The coronavirus pandemic is nurturing neighborliness
We seem to be relearning the social benefits of building community with our not-so-close neighbors.

Marc J. Dunkelman has a simple but compelling thesis about an epochal shift in America’s communal behavior. We now invest the bulk of our relational energies either in close and intimate familial bonds or in distant acquaintanceships often nurtured online. Attention to these inner and outer rings of relationship, as Dunkelman calls them, has come at the expense of tending to the middle rings that once were constituted by close neighborly ties. In The Vanishing Neighbor: The Transformation of American Community (2014), Dunkelman describes the loss of friendship and familiarity that once constituted neighborliness. Americans have become largely estranged from people who live next door, seldom talking with them and often not even knowing their names.
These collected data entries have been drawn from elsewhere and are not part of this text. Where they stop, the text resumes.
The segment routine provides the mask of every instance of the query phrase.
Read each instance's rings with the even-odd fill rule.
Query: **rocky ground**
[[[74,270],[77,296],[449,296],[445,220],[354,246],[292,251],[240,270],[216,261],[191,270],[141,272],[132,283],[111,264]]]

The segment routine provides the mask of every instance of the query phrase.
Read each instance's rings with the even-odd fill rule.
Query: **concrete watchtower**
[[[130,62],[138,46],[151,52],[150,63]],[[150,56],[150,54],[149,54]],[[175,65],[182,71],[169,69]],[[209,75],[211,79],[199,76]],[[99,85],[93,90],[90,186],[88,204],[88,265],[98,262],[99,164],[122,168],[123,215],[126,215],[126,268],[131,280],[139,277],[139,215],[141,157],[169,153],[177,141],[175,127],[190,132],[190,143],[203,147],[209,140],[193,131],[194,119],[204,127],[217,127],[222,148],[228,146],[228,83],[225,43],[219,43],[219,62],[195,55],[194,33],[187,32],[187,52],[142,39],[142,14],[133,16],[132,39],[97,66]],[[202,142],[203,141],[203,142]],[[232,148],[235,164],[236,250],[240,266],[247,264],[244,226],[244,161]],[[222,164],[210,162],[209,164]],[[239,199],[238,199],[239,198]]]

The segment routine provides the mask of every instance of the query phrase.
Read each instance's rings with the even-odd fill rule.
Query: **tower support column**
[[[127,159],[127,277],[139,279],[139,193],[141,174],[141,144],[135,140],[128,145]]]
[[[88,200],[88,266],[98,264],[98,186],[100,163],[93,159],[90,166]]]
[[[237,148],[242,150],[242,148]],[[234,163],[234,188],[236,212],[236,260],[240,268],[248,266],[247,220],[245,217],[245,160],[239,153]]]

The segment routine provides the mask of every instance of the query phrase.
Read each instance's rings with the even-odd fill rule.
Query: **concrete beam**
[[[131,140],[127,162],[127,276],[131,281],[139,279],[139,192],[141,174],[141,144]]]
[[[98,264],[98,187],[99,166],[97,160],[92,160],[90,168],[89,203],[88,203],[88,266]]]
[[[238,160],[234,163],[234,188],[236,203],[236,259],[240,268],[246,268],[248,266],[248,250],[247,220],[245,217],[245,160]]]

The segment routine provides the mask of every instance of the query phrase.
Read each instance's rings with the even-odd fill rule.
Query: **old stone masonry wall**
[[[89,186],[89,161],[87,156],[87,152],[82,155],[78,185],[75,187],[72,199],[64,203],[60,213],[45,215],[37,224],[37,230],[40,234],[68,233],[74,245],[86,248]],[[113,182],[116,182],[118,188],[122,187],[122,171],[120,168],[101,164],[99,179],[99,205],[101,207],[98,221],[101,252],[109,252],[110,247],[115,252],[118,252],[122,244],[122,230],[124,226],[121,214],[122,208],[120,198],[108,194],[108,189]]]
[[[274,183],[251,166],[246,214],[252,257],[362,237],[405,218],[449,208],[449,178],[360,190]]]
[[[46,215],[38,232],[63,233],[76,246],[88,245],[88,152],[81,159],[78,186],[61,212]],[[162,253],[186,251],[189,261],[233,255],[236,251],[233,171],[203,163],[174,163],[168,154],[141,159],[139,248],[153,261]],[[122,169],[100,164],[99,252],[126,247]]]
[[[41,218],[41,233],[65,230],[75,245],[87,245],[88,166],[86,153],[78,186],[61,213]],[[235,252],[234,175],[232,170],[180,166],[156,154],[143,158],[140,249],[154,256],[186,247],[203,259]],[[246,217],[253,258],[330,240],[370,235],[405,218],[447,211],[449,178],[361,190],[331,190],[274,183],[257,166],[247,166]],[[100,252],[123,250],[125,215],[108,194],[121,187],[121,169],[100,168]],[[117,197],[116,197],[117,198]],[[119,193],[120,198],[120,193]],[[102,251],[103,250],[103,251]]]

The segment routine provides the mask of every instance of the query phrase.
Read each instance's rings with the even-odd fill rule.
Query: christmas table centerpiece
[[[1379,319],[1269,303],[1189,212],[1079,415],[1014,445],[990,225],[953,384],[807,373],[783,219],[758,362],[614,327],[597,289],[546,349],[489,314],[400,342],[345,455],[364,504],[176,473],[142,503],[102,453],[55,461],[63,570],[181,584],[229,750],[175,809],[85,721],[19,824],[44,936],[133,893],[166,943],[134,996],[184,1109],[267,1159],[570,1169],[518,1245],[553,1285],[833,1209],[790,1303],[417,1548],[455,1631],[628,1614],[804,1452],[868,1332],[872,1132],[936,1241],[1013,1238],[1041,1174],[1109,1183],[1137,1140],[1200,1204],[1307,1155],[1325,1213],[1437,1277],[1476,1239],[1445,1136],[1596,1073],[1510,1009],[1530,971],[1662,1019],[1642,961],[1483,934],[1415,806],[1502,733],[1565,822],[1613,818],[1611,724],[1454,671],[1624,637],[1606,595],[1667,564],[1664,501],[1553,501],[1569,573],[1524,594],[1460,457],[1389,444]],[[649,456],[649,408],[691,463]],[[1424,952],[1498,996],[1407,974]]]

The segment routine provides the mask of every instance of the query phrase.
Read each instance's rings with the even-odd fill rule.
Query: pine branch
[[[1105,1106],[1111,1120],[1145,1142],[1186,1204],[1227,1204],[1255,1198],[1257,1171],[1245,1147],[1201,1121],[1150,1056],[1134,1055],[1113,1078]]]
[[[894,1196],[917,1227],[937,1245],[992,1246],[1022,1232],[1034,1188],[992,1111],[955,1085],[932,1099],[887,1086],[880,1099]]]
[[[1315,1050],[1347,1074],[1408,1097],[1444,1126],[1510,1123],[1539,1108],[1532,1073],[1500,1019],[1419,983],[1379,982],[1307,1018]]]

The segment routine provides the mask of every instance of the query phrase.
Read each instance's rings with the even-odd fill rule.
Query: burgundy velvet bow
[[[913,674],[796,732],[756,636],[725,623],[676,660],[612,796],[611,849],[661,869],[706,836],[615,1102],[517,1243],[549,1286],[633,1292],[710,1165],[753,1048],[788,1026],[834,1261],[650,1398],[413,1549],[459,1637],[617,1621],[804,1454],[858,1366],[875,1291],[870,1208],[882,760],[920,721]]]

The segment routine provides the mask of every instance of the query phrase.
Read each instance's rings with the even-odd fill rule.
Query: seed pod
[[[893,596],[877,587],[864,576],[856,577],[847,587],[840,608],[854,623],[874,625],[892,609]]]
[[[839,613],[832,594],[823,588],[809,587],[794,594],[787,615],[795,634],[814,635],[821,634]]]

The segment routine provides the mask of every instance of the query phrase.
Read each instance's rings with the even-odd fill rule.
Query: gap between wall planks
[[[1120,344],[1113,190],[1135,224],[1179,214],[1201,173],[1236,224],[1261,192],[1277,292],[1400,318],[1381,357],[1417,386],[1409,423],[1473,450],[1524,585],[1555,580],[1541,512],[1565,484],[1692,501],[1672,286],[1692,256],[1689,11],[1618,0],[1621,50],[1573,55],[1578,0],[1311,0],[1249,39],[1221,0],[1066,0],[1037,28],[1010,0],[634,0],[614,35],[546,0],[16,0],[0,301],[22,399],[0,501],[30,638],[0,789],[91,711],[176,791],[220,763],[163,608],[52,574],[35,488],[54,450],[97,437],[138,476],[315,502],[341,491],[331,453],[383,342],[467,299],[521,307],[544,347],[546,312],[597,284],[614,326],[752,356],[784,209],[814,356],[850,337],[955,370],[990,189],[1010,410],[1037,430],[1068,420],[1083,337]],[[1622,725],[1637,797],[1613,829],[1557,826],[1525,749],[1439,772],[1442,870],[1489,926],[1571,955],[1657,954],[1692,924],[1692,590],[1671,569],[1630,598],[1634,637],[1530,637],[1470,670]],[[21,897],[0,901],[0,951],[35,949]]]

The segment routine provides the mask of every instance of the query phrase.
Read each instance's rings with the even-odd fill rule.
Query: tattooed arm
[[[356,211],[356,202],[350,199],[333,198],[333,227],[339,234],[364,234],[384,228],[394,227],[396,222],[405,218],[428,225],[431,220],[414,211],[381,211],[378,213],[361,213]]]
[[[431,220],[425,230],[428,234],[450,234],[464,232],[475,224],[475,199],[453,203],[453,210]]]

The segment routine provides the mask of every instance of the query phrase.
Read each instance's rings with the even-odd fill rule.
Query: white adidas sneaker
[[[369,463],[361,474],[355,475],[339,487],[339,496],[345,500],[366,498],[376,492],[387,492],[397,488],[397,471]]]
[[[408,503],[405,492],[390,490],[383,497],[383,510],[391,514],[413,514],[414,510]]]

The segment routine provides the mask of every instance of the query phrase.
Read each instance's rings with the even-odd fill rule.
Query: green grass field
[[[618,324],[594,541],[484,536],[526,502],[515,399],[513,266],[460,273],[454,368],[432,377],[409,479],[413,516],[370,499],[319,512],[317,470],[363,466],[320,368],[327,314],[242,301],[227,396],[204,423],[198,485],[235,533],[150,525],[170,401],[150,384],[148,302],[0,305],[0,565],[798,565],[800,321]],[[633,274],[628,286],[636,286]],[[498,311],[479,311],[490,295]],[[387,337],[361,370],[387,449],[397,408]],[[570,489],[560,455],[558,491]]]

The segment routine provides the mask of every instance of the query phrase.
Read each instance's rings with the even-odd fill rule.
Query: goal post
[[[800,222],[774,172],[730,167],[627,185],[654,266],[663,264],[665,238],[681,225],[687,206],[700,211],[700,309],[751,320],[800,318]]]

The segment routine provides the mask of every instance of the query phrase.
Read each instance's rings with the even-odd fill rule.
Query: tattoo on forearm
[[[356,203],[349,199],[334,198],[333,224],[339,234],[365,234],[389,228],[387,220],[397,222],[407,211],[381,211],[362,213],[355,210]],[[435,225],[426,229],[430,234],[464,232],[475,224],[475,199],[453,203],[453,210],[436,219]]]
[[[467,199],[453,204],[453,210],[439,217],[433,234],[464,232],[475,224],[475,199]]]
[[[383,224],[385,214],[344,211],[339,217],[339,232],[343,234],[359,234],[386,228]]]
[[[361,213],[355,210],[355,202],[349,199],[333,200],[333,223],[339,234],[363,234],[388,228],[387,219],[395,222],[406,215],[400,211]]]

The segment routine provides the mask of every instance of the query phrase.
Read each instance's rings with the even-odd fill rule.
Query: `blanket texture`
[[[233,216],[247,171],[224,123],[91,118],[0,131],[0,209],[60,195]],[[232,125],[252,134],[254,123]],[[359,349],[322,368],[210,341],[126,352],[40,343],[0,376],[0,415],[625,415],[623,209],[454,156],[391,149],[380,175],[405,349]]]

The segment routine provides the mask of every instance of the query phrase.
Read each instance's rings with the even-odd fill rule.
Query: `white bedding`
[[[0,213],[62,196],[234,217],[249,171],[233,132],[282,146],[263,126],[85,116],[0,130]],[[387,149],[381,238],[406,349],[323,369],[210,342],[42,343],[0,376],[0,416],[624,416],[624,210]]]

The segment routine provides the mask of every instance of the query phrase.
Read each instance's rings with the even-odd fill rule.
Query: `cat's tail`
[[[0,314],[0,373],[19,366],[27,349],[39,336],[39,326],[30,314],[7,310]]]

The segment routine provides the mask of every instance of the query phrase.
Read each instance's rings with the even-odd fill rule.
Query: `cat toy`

The cultivation of inner rings of relationship is easy to explain. Our personal time leans naturally toward kin and close friends who share similar outlooks and interests in life. Not surprisingly, they’re marked as favorites on our cell phone contact list. Outer rings develop quite naturally as well, though they’re often one-dimensional in nature, organized around a common interest shared online or a passion for a particular identity or cause. In recent decades, it’s these inner and outer rings that have absorbed or replaced the middle rings.
Interestingly, the impact of the coronavirus on daily life seems to be revealing some renewed interest in the social benefits of that middle zone.